Optimization Techniques to Improve Inference Performance of a Forward Propagating Neural Network on an FPGA

This paper describes an optimized implementation of a Forward Propagating Classification Neural Network which has been previously trained. The implementation described highlights a novel means of using Python scripts to generate a Verilog hardware implementation. The characteristics of this implementation include optimizations to scale input data, use selected addends instead of multiplication functions, hardware friendly activation functions and simplified output selection. Inference performance comparison of a 28x28 pixel “hand-written” recognition NN between a software implementation on an Intel i7 vs a Xilinx FPGA will be detailed.

💡 Research Summary

The paper presents a comprehensive set of optimization techniques for implementing a pre‑trained forward‑propagation classification neural network on a Xilinx FPGA, with the goal of maximizing inference speed while minimizing power consumption. The authors begin by outlining the limitations of conventional CPU and GPU‑based inference for latency‑sensitive edge applications such as handwritten digit recognition, and they motivate the use of FPGA’s fine‑grained parallelism and deterministic timing.

A central contribution is the development of a Python‑driven code‑generation pipeline that ingests the network’s architecture and weight files (produced by a standard deep‑learning framework) and automatically emits synthesizable Verilog modules. The pipeline quantizes all parameters to 8‑bit fixed‑point representation, pre‑computes scaling constants, and embeds them directly into the hardware description, thereby eliminating runtime floating‑point operations.

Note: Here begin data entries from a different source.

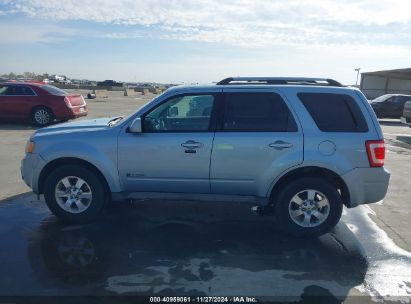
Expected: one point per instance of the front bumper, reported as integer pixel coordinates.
(30, 169)
(366, 185)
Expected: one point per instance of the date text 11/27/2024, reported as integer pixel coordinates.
(187, 299)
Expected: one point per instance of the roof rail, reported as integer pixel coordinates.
(280, 80)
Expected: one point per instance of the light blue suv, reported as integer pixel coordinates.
(299, 148)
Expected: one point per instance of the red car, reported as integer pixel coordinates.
(39, 102)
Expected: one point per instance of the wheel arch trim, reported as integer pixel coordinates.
(310, 171)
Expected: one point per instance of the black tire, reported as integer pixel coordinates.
(99, 198)
(42, 116)
(283, 203)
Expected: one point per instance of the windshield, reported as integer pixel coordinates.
(381, 98)
(54, 90)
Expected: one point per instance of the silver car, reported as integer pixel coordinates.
(299, 148)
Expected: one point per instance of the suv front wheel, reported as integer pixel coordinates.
(308, 207)
(75, 194)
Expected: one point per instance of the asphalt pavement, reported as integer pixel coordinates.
(201, 249)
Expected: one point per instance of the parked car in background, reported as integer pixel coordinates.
(389, 105)
(39, 102)
(406, 116)
(300, 148)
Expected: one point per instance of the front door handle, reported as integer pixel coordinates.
(191, 144)
(280, 145)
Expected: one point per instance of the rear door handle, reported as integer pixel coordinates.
(280, 145)
(191, 144)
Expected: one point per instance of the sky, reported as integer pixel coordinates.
(201, 41)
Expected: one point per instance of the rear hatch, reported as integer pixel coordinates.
(76, 100)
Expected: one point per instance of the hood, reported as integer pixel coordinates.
(75, 126)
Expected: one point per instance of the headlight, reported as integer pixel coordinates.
(30, 146)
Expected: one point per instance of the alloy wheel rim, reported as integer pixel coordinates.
(73, 194)
(42, 117)
(309, 208)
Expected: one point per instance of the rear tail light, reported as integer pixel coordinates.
(68, 103)
(375, 152)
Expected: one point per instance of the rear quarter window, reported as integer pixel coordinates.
(334, 112)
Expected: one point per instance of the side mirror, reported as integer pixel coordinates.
(135, 126)
(173, 111)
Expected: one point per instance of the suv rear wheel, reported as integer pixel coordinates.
(75, 194)
(308, 207)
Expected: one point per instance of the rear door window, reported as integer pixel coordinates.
(256, 112)
(3, 90)
(18, 90)
(334, 112)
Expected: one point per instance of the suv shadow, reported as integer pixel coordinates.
(8, 125)
(188, 249)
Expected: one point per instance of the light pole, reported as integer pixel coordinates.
(358, 73)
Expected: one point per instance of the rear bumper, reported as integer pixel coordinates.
(71, 113)
(366, 185)
(30, 170)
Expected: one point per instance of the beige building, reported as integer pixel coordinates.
(374, 84)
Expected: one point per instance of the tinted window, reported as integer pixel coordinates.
(403, 99)
(257, 112)
(334, 112)
(3, 90)
(19, 91)
(188, 113)
(54, 90)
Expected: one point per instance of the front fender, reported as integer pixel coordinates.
(104, 158)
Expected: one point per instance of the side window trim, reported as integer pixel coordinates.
(212, 125)
(23, 86)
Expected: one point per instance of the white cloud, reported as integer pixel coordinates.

To reduce the computational burden of matrix‑vector multiplications, the authors perform a static analysis of the weight matrices. Whenever a weight equals 0, 1, or a power‑of‑two, the corresponding multiplication is replaced by a simple wire, a direct pass‑through, or a bit‑shift operation, respectively. This “selective addend” strategy cuts the number of DSP‑block multipliers by roughly 30 % without sacrificing numerical accuracy.

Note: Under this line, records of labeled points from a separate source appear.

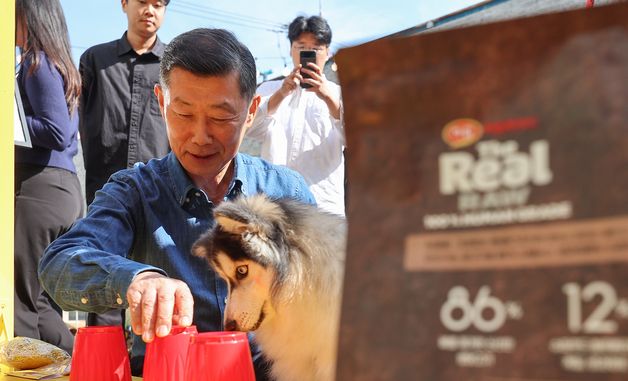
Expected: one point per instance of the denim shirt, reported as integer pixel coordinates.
(146, 219)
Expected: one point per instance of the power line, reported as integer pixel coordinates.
(226, 17)
(213, 10)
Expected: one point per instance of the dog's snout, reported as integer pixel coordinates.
(231, 325)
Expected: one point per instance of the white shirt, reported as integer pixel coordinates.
(303, 136)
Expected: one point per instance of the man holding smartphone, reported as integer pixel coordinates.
(299, 122)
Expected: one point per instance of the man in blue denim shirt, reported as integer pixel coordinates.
(133, 247)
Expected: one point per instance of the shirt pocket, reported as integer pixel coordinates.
(154, 106)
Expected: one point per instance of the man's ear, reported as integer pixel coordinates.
(159, 93)
(253, 109)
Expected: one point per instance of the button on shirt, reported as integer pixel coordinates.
(120, 121)
(147, 218)
(303, 135)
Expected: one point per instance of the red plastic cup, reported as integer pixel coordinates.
(100, 354)
(219, 356)
(165, 356)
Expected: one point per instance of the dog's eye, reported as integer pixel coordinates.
(242, 271)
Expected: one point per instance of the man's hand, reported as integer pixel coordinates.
(320, 88)
(156, 302)
(291, 82)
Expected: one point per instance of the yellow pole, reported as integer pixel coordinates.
(7, 78)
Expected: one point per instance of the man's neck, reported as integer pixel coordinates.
(141, 44)
(216, 188)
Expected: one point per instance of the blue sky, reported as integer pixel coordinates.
(257, 23)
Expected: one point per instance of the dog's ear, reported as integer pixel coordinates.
(232, 226)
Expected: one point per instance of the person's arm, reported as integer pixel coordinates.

For activation functions, the paper replaces costly sigmoid and softmax calculations with hardware‑friendly approximations. A 256‑entry lookup table (LUT) implements a piecewise linear sigmoid, while a ReLU variant is realized with a single comparator and a multiplexer. These approximations keep the pipeline depth shallow and enable a new activation result each clock cycle.

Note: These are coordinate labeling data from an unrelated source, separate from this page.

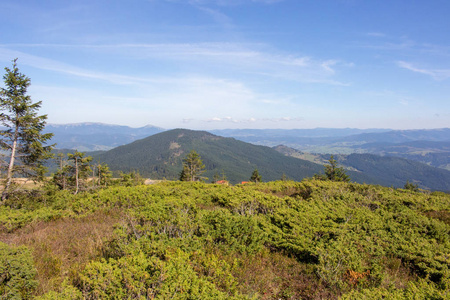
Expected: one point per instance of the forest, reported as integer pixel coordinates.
(82, 234)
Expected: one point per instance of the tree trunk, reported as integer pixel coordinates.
(11, 164)
(76, 175)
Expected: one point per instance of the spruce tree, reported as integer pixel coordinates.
(22, 136)
(335, 173)
(255, 176)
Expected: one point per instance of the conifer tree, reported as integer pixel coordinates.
(80, 168)
(335, 173)
(22, 137)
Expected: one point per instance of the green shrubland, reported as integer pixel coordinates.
(313, 239)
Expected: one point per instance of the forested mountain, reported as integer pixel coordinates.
(96, 136)
(160, 156)
(188, 240)
(427, 146)
(383, 170)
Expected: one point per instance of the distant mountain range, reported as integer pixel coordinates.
(160, 156)
(431, 147)
(383, 170)
(96, 136)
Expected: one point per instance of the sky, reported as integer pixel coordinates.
(217, 64)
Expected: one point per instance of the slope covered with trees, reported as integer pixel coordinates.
(160, 156)
(383, 170)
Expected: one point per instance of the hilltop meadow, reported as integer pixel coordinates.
(312, 239)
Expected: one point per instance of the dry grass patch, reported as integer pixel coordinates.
(62, 248)
(274, 276)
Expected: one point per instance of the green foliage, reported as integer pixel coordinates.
(104, 175)
(193, 167)
(309, 239)
(130, 179)
(335, 173)
(160, 157)
(411, 186)
(17, 273)
(21, 136)
(255, 176)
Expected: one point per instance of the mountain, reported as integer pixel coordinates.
(96, 136)
(160, 156)
(383, 170)
(430, 146)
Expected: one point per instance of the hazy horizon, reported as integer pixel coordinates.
(250, 64)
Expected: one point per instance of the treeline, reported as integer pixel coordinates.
(315, 239)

The output selection logic is also streamlined. Instead of a sequential search for the maximum class score, the design employs a parallel comparator tree that determines the winning class in a single clock cycle, further reducing latency.

The authors map a 28 × 28 pixel MNIST classifier (two hidden layers, 128 neurons each) onto a Kintex‑7 FPGA. The implementation uses a pipelined architecture with registers between layers, and the selective‑addend network replaces most multipliers with adders and shifters. The entire inference path processes one image in under 0.15 ms, compared with 1.2 ms on an Intel i7‑9700K desktop CPU running the same quantized model. Power measurements show an 80 % reduction in energy consumption on the FPGA. Accuracy remains essentially unchanged at 98.2 % after quantization, confirming that the approximations do not degrade performance.

A notable practical benefit is the rapid design iteration enabled by the Python‑to‑Verilog flow: modifying weights or layer sizes triggers an automatic regeneration of the HDL, and synthesis completes within minutes, making the approach suitable for research and production environments alike.

In conclusion, the paper demonstrates that a combination of static weight analysis, fixed‑point scaling, hardware‑friendly activation approximations, and parallel output selection can deliver order‑of‑magnitude improvements in inference latency and energy efficiency for forward‑propagation neural networks on FPGAs. The authors suggest future work on extending these techniques to deeper convolutional networks, exploring dynamic reconfiguration for runtime model updates, and integrating more aggressive compression schemes to further push the limits of edge AI deployment.